Final answer:
Approximately 0.9282 grams of copper are needed to completely react with 2.45 grams of nitric acid, using stoichiometry to find the molar ratio from the balanced chemical equation.
Step-by-step explanation:
The student is asking about the amount of copper that would completely react with a given amount of nitric acid (HNO3). In order to solve this problem, it's essential to use stoichiometry from a balanced chemical equation which involves copper (Cu) and nitric acid reacting to produce copper(II) nitrate (Cu(NO3)2) and other products depending on the concentration of the nitric acid used. The balanced chemical equation for this reaction, if using concentrated nitric acid, is:
3Cu(s) + 8HNO3(aq) → 3Cu(NO3)2(aq) + 2NO(g) + 4H2O(l)
From this equation, we can determine the molar ratio between copper and nitric acid to be 3 mol of Cu: 8 mol of HNO3. Since we are starting with a mass of nitric acid, the first step is to convert the mass of nitric acid to moles using its molar mass.
The molar mass of HNO3 is approximately 63.01 g/mol.
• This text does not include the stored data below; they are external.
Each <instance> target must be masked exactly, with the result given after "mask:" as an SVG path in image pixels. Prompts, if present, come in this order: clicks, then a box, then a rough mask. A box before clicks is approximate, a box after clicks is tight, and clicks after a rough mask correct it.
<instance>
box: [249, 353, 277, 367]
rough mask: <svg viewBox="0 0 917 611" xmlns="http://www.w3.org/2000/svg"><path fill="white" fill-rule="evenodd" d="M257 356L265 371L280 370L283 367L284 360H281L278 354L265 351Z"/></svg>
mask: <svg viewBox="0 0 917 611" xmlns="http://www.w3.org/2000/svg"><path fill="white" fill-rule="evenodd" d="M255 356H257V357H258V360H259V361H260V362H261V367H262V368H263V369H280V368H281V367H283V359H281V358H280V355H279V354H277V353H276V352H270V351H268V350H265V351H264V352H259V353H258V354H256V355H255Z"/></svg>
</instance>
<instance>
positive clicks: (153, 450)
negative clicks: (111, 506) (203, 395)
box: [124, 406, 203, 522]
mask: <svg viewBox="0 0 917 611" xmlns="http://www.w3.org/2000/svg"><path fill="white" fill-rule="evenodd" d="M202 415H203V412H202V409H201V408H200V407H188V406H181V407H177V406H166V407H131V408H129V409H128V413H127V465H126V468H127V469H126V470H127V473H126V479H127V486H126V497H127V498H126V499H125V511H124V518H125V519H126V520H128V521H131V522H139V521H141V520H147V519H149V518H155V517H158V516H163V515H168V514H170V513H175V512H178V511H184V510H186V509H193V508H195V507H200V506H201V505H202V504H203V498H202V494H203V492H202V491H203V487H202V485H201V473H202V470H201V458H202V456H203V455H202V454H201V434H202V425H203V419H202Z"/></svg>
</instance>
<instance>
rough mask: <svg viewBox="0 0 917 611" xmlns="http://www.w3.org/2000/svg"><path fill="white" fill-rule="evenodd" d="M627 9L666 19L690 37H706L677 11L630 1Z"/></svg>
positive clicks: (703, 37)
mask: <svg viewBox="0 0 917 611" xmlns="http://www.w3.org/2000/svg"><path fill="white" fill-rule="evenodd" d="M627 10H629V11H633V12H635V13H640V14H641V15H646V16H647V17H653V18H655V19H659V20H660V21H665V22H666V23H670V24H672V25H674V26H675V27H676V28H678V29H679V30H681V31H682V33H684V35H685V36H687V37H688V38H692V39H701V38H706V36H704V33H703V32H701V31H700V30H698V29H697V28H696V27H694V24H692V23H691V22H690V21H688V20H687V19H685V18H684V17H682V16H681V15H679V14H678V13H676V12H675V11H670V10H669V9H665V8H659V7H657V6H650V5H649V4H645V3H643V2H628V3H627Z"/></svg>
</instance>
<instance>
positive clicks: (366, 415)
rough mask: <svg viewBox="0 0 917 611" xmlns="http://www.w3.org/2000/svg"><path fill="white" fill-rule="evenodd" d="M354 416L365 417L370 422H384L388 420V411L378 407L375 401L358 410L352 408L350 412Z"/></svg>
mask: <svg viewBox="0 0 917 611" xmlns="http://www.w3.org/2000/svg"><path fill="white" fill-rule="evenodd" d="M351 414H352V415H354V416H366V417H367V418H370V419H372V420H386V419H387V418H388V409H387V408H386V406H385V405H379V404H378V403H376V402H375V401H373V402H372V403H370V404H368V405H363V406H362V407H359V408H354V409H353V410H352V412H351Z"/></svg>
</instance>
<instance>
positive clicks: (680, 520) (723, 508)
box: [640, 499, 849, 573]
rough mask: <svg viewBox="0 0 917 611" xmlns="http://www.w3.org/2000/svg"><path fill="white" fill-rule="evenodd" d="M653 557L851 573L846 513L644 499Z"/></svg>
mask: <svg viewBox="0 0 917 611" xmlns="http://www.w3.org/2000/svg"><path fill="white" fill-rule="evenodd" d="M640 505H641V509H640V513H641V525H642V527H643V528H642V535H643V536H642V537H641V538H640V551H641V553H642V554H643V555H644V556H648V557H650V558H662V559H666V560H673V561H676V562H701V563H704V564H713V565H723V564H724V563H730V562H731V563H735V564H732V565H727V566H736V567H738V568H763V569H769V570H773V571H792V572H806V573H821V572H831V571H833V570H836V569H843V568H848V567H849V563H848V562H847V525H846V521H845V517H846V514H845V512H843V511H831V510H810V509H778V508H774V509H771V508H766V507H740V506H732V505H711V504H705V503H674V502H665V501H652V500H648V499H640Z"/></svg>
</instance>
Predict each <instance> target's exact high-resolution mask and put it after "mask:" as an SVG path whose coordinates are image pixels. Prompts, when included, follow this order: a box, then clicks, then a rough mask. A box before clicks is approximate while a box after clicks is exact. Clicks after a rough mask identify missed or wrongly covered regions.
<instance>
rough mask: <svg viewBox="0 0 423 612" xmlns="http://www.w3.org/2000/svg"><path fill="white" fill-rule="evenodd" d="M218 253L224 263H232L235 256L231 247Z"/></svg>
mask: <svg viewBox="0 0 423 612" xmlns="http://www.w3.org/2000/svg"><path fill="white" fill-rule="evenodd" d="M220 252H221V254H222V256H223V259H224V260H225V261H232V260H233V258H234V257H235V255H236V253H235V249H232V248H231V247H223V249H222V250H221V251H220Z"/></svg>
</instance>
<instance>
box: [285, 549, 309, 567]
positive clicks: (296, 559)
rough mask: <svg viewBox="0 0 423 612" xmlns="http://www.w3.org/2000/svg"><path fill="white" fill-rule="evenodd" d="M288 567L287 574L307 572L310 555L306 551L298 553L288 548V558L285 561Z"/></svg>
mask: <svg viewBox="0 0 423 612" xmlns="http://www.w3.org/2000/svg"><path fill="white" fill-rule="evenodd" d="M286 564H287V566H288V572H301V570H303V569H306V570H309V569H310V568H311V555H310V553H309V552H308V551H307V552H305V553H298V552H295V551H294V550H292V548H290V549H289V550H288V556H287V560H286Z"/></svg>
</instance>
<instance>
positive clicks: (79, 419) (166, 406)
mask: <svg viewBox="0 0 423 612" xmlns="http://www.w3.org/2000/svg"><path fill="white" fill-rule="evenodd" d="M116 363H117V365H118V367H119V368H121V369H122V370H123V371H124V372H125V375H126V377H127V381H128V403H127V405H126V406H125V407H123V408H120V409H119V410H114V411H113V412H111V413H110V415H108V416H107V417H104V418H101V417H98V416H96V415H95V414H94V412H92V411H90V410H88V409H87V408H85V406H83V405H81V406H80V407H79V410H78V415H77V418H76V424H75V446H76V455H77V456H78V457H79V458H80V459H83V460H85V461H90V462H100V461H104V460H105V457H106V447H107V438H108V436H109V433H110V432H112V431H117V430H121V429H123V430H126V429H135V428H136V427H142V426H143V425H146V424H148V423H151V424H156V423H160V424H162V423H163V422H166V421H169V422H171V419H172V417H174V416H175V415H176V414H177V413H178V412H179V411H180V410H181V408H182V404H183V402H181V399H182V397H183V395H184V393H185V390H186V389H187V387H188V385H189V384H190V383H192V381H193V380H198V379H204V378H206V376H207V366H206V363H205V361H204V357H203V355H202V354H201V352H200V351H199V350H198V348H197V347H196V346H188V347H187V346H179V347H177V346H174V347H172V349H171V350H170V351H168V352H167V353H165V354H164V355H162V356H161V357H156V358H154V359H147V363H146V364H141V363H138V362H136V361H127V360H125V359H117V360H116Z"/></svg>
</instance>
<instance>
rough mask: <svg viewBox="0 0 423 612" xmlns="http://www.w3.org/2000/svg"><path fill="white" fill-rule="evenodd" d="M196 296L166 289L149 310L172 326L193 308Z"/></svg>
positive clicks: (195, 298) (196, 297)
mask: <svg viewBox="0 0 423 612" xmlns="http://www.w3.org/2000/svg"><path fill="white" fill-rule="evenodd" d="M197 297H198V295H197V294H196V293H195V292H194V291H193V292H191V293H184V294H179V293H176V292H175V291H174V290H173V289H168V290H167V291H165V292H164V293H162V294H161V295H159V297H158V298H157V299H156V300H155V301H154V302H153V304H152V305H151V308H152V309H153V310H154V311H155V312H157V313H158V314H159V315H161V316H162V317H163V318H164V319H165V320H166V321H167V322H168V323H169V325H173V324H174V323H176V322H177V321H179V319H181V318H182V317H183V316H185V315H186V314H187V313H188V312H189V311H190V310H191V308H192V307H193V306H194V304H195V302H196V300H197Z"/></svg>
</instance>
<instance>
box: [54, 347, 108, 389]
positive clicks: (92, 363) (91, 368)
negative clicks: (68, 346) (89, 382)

Therefore, 2.45 grams of HNO3 is:
2.45 g HNO3 × (1 mol HNO3 / 63.01 g) ≈ 0.0389 mol HNO3
Using the molar ratio from the balanced equation, we calculate the moles of copper:
0.0389 mol HNO3 × (3 mol Cu / 8 mol HNO3) ≈ 0.0146 mol Cu
Finally, we convert the moles of copper back to grams using the molar mass of copper which is approximately 63.55 g/mol:
0.0146 mol Cu × (63.55 g / 1 mol Cu) ≈ 0.9282 grams of Cu
This calculation results in approximately 0.9282 grams of copper needed to react completely with 2.45 grams of nitric acid.